My knowledge of trigonometry are still insufficient to resolve this problem. Any help would be greatly appreciated.
Solving for $\alpha$:
$$\tanα+2\tan2α+4\tan4α+8\tan8α+16\tanα=\cotα$$
My knowledge of trigonometry are still insufficient to resolve this problem. Any help would be greatly appreciated.
Solving for $\alpha$:
$$\tanα+2\tan2α+4\tan4α+8\tan8α+16\tanα=\cotα$$
As $\cos2A=\cos^2A-\sin^2A, \sin2A+2\sin A\cos A,$
$$\cot A-\tan A=\frac{\cos^2A-\sin^2A}{\cos A\sin A}=2\cot 2A$$
$$2\tan2\alpha+4\tan4\alpha+8\tan8\alpha+16\tan\alpha=\cot\alpha-\tan\alpha=2\cot2\alpha$$
$$\implies 4\tan4\alpha+8\tan8\alpha+16\tan\alpha=2(\cot2\alpha-\tan2\alpha)=2\cdot2\cot4\alpha$$
$$\implies 8\tan8\alpha+16\tan\alpha=4(\cdot2\cot4\alpha-\tan4\alpha)=4\cdot(2\cot8\alpha)$$
$$\implies 16\tan\alpha=8\cdot(\cot8\alpha-\tan8\alpha)=8\cdot2\cot16\alpha$$
$$\implies \cot16\alpha=\tan\alpha=\cot\left(\frac\pi2-\alpha\right)$$
$$\implies 16\alpha=n\pi+\frac\pi2-\alpha$$ where $n$ is any integer
$$\implies \alpha=\frac{(2n+1)\pi}{2\cdot17}$$
While there may be a more slick way to solve a problem like this, you can repeatedly apply $$\tan(2x)=\frac{2\tan(x)}{1-\tan^2(x)}$$ until you have a rational equation in $\tan(\alpha)$. I haven't checked how unwieldly the resulting rational equation gets, since there is some uncertainty if the equation has the intended coefficients.
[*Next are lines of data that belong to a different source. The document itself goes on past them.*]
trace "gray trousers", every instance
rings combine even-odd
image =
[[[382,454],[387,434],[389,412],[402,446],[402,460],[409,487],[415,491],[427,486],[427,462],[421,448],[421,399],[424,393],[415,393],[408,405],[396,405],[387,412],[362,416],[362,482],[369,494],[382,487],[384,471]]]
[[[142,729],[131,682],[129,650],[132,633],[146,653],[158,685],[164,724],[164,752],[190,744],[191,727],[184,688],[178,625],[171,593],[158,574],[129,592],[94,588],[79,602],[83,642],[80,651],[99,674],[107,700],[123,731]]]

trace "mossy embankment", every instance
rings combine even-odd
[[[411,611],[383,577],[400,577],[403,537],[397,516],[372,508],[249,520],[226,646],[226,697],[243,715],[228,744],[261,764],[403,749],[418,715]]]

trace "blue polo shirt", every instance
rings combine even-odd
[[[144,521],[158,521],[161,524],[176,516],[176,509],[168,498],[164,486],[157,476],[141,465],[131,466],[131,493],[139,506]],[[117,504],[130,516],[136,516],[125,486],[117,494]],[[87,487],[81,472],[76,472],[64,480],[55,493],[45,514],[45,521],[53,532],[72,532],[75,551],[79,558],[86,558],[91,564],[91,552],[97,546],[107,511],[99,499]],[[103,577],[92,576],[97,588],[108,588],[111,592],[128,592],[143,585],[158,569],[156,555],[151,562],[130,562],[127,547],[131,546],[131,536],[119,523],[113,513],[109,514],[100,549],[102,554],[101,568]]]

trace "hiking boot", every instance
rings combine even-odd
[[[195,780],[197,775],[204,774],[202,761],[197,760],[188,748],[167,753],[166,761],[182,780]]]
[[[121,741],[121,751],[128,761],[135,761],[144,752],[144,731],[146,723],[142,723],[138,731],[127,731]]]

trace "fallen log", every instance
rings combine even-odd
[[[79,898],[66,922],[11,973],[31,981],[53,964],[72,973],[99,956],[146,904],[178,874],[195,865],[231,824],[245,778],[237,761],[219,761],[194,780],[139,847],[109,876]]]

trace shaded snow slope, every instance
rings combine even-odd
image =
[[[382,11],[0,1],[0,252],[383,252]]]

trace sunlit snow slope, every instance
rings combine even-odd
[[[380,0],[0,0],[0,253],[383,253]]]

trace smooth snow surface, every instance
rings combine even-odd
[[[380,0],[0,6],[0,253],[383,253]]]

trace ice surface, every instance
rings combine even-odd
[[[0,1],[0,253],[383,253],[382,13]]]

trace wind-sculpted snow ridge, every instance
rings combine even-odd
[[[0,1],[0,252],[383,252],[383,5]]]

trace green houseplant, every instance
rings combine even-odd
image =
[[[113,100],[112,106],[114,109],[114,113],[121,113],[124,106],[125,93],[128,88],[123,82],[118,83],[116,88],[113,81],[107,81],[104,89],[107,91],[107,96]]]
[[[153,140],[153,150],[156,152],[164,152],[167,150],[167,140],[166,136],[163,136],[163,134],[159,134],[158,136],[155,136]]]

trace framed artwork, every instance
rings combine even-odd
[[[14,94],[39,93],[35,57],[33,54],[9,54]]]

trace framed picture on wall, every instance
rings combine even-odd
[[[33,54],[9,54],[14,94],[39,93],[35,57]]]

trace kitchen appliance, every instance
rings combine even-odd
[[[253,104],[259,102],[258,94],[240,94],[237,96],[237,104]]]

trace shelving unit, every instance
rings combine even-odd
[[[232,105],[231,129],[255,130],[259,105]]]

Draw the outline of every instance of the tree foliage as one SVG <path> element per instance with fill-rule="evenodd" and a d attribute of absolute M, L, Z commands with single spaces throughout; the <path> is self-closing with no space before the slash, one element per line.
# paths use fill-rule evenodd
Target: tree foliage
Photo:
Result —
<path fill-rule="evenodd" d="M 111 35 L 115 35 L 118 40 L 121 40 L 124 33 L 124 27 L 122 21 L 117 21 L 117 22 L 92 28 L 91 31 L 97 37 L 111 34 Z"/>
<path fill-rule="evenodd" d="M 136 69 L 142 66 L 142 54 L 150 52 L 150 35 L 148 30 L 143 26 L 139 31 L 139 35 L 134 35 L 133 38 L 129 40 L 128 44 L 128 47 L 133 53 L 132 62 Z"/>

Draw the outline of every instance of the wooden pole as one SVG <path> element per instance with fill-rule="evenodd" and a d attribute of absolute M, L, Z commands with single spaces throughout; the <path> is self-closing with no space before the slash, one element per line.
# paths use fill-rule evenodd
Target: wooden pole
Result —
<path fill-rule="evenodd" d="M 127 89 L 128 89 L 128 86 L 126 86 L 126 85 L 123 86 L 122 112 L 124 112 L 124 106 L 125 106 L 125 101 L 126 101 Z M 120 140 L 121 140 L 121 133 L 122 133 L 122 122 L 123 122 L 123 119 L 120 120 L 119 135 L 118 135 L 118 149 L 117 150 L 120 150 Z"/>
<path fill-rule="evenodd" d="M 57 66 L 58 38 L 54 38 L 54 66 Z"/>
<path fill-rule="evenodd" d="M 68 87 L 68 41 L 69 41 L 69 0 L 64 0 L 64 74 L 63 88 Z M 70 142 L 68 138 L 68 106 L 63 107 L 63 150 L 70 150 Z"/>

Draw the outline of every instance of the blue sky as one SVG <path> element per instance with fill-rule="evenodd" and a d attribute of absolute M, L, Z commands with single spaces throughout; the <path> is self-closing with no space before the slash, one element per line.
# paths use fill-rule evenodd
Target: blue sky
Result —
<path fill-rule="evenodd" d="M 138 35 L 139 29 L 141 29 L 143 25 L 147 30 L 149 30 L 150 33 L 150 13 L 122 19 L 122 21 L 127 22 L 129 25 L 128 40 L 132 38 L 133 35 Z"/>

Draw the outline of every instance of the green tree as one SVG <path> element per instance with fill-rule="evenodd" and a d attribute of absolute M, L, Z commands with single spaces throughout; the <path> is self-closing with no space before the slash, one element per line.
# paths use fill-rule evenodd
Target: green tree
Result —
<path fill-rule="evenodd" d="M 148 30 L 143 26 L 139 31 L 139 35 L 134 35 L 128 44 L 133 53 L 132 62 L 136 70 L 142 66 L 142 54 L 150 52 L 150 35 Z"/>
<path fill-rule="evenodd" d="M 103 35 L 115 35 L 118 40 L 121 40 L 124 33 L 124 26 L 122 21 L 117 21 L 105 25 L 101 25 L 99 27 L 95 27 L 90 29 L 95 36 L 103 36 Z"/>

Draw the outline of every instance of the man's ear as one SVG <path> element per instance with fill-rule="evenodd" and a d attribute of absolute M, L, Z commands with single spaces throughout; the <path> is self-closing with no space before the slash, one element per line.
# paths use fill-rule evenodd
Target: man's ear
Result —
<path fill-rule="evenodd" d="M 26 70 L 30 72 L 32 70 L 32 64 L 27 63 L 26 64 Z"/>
Iterating the identity $\cot(\alpha)-\tan(\alpha)=2\cot(2\alpha)$, we get $$ \cot(\alpha)-\tan(\alpha)-2\tan(2\alpha)-4\tan(4\alpha)-8\tan(8\alpha)=16\cot(16\alpha)\tag{1} $$ Therefore, using $(1)$, the equation in question becomes $$ \cot(16\alpha)=\tan(\alpha)\tag{2} $$ which, due to the periodicity of $\tan$, is equivalent to $$ n\pi+\frac\pi2-16\alpha=\alpha\tag{3} $$ That is, $$ \alpha=\frac\pi{34}(2n+1)\tag{4} $$